Things don’t get a whole lot better outside of the Olympics. Take the great sport of baseball, popular around the world. The players just stand there while the pitcher throws balls at the guy holding the bat. When they do eventually hit the ball, the player has to run to first base and the field player in the line of the hit has to move towards the ball and throw it to the base where it is most likely to arrive before the player. And then everybody takes their position again and waits until the batsman hits the ball again. It’s basically prolonged periods of standing, followed by about 10 seconds of frenzy, and then back to standing around again. If you watch a lot of baseball, like me, you will notice that a lot of baseball players walk around with dartsplayer-like beerbellies. You won’t see that in football or basketball where the players are constantly in motion.
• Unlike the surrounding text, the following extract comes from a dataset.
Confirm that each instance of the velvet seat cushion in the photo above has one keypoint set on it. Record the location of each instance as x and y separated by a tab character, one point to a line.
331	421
When talking about baseball, you automatically make the link to cricket, a game with striking similarities to baseball. It has the same basic framework as baseball: players stand around for a while until the player at bat  manages to hit the ball. In cricket however, there is some further element to standing around. For one, cricket players don’t have to hit the ball, as they would in baseball. They can let as many balls fly by as they please and they won’t be struck out or anything. Then, when a hit is finally realised, there are a couple of possibilities. If the ball flies straight off the field, the player is automatically awarded 6 runs(points) without the necessity of running up and down between the wickets. Ball bounces off the pitch? 4 runs without the player moving an inch. The only time when instant action is required is when the ball stays in play after being hit because then the batsman does have to run up and down the wicket to collect runs. Still in this scenario, it is very rare that more than 2 runs are scored, so activity is limited. There is probably someone reading this who says “ but Lennard, I’ve seen cricket on tv once or twice and I really did see the players sweat!”. True, and you know why that is? That’s because, apart from England, cricket is only popular in countries with tropical climates, like Australia and India and Jamaica. That’s the reason they sweat, not because they are constantly engaged in demanding physical activity.

Platform diving is another sport that does not require the athlete to do anything that will get him tired, apart from climbing the steps to the platform. Once there, you jump into a nice cool swimming pool and you can sit down again. Golf: lots of walking, but at a leisurely pace. Then you hit a small ball 200 yards ahead and you can shuffle over and shoot again.

In winter, you can also get around practising sports without straining yourself too much. Bobsled only takes some muscle flexing at the very start of the race and then you just sit down and hope your bobsled doesn’t shoot off the track and kills you and your team mates instantly. Luge is even more dangerous but still not actually very demanding. Ski jumping is also rather dangerous, but you basically just throw yourself off the ramp and try not to break every bone in your body. I’m not saying that all these things don’t require skill or insight, it’s just that you won’t get very tired using them. And I’m not even going to start about curling.

And darts is not a sport?

Getting back to the statements at the start of the story, I think that I have proven that my rules of ball/target/finishing line are way better than the ‘Sweat talks’ thing the columnist came up with. I often get caught up in heated debates over whether snooker or golf or darts are real sports and this will probably never end. I guess this is because few people are as fanatically interested in sport as I am and even fewer are willing to spend an entire night in the pub discussing the finer points of why something should or shouldn’t be considered a sport.

I would love to stay and talk about this a bit longer, but it is time for my exercise session. I won the coin toss and I’m first to break on the pool table.